Yukarıda saydığım birçok adıma ek olarak İstanbul’un ve ülkedeki diğer şehirlerin kamusal alanlarının özelleştirilmesine karşı çıkan, Taksim’in kamusal hafızasıyla ülkenin kalbinin attığı meydan olduğunu ispat eden Gezi direnişi, “bu daha başlangıç, mücadeleye devam” sloganını haklı çıkarırcasına farklı mecralarda hala devam ediyor.
Bu açıdan baktığımızda Rosenwein’ın işaret ettiği, “duyguların performansı”nı izlediğimiz söylenebilir. Rosenwein bunu anlamanın sosyal tarihin önemli bir parçası olduğunu belirtir ve ekler: “duygusal toplulukları yöneten duygu sistemlerini, onları birleştiren duygusal bağları, değer verdikleri, önemsemedikleri, beklenti içinde oldukları, yüreklendirdikleri, tolere ettikleri veya acı hissettikleri duyguları, bu duyguların topluluk içinde yarattığı sosyalliği ve hassasiyeti anlamak çok önemlidir”.
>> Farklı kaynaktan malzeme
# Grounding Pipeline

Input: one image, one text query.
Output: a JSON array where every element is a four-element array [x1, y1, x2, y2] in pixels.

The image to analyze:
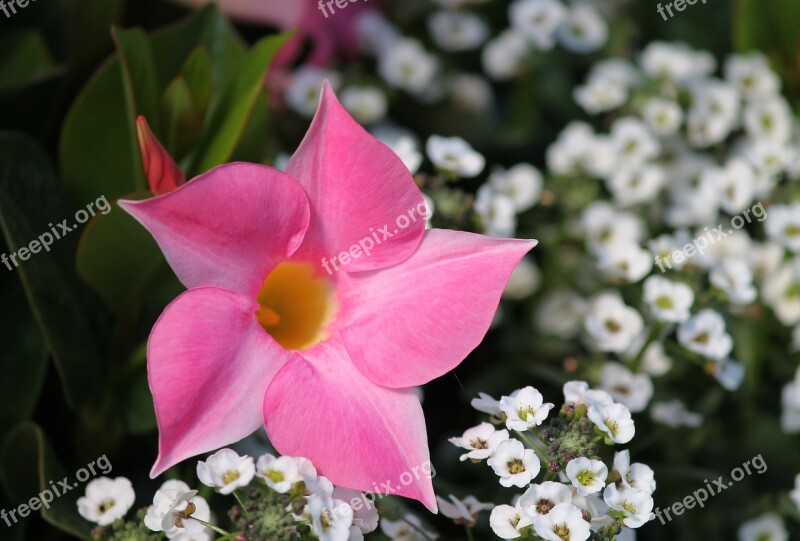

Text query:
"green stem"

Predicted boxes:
[[192, 517, 233, 539]]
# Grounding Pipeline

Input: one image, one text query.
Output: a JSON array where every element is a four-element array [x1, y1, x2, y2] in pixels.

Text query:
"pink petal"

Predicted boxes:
[[286, 83, 425, 272], [341, 229, 536, 387], [264, 338, 436, 511], [147, 287, 293, 477], [120, 163, 309, 297]]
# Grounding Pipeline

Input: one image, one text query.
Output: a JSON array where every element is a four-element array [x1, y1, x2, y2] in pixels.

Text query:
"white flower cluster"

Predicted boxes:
[[450, 381, 656, 541]]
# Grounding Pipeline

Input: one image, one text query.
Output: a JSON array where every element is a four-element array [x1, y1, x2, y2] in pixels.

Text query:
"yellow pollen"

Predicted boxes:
[[256, 262, 336, 350]]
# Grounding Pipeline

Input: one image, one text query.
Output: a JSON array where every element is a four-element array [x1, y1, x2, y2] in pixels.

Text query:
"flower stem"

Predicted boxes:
[[192, 517, 233, 539]]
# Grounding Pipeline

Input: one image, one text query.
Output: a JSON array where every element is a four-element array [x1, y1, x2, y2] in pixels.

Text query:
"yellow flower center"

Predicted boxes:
[[256, 262, 336, 350]]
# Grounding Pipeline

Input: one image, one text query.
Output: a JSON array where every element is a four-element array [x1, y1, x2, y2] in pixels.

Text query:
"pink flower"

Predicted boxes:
[[120, 85, 535, 510]]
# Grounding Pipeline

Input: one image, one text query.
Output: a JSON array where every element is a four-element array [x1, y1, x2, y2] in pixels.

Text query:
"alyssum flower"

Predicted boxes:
[[120, 85, 535, 509]]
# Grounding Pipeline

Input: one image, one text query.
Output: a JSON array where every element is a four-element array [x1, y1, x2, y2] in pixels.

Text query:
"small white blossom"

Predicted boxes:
[[533, 503, 591, 541], [566, 457, 608, 496], [78, 477, 136, 526], [425, 135, 486, 178], [197, 449, 256, 494], [486, 439, 541, 488], [500, 387, 554, 432], [587, 404, 635, 443], [603, 483, 653, 528], [448, 423, 508, 462], [678, 308, 733, 360], [489, 504, 531, 539]]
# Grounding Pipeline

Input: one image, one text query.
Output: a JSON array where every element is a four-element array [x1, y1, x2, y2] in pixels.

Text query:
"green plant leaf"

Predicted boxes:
[[76, 193, 178, 317], [1, 422, 91, 541], [190, 34, 289, 174], [0, 30, 61, 93], [0, 132, 101, 405]]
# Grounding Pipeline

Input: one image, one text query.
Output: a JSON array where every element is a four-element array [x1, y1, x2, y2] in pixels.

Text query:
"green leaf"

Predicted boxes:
[[159, 77, 203, 159], [190, 34, 289, 174], [59, 57, 141, 202], [76, 193, 178, 317], [1, 422, 91, 541], [0, 280, 48, 441], [0, 132, 101, 405], [0, 30, 60, 92]]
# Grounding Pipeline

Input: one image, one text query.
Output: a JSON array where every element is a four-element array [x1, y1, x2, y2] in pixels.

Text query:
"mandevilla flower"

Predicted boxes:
[[120, 85, 535, 509]]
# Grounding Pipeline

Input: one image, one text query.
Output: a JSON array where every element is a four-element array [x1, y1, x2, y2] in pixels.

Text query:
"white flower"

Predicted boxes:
[[469, 393, 502, 416], [603, 483, 653, 528], [606, 164, 665, 207], [78, 477, 136, 526], [558, 3, 608, 53], [517, 481, 572, 521], [584, 293, 644, 353], [341, 86, 389, 124], [436, 494, 494, 526], [600, 362, 653, 413], [536, 291, 588, 339], [533, 503, 591, 541], [481, 30, 528, 81], [503, 257, 541, 301], [764, 203, 800, 253], [610, 117, 660, 166], [489, 163, 544, 212], [789, 474, 800, 510], [762, 264, 800, 327], [305, 493, 353, 541], [486, 440, 541, 488], [564, 381, 614, 406], [508, 0, 567, 49], [644, 276, 694, 323], [381, 514, 439, 541], [284, 65, 339, 118], [725, 52, 781, 100], [606, 449, 656, 496], [197, 449, 256, 494], [144, 480, 211, 539], [642, 98, 683, 137], [255, 453, 304, 494], [333, 487, 379, 534], [474, 184, 517, 237], [500, 387, 554, 432], [596, 240, 653, 283], [378, 38, 439, 93], [708, 258, 757, 304], [566, 457, 608, 496], [448, 423, 508, 462], [587, 404, 635, 443], [744, 96, 793, 143], [428, 11, 489, 51], [489, 504, 531, 539], [739, 513, 789, 541], [678, 308, 733, 360], [372, 126, 423, 175], [425, 135, 486, 178], [650, 399, 703, 428]]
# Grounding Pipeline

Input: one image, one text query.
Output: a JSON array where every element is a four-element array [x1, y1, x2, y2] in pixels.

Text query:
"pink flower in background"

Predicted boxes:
[[120, 85, 535, 510]]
Erdoğan için bu tespitin önemini kavramak çok uzak görünüyor. Zira Gezi direnişinden sonra onun siyasi kararlarını şekillendiren temel duygunun “korku” olduğu kuşku götürmüyor. Sadece Erdoğan değil, AKP’li birçok bakan da Suriye veya Mısır’daki insan hakları ihlalleri konusundaki hassasiyeti kendi ülkesinden esirgiyor.
Erdoğan korkuyor ve korktuğu şeyi, gözdağı verip korkutarak yenebileceğini düşünüyor. Korkuyu politik bir araç olarak kullanıyor; Gezi direnişi sırasında öfke ile dirilttiği ve derinleştirdiği “biz” ve “onlar” ayrımında birinin diğerine “nefret” duyması için elinden geleni yaptı.
Elbette Mursi’nin başına gelenleri gördükçe korkusu arttı; askeri bir darbe tehdidi artık Türkiye’de söz konusu olmasa da Gezi direnişini “sivil darbe” tanımına sığdırmaya çalışarak en derin korkularının kaynağını da ele verdi; tıpkı Gezi direnişi etrafında sürdürülen “cadı avı”nın, korkusunun vardığı boyutları ele verdiği gibi…
Erdoğan artık hayli uzaklaşan başkanlık hayali, paramparça olmuş karizması ile yaklaşan yerel seçimler öncesinde telaşını saklayamıyor. Onun korkusunun gölgesindeki iktidar partisi, Türkiye’yi dünyanın gözünde giderek daha traji-komik bir duruma sürüklüyor.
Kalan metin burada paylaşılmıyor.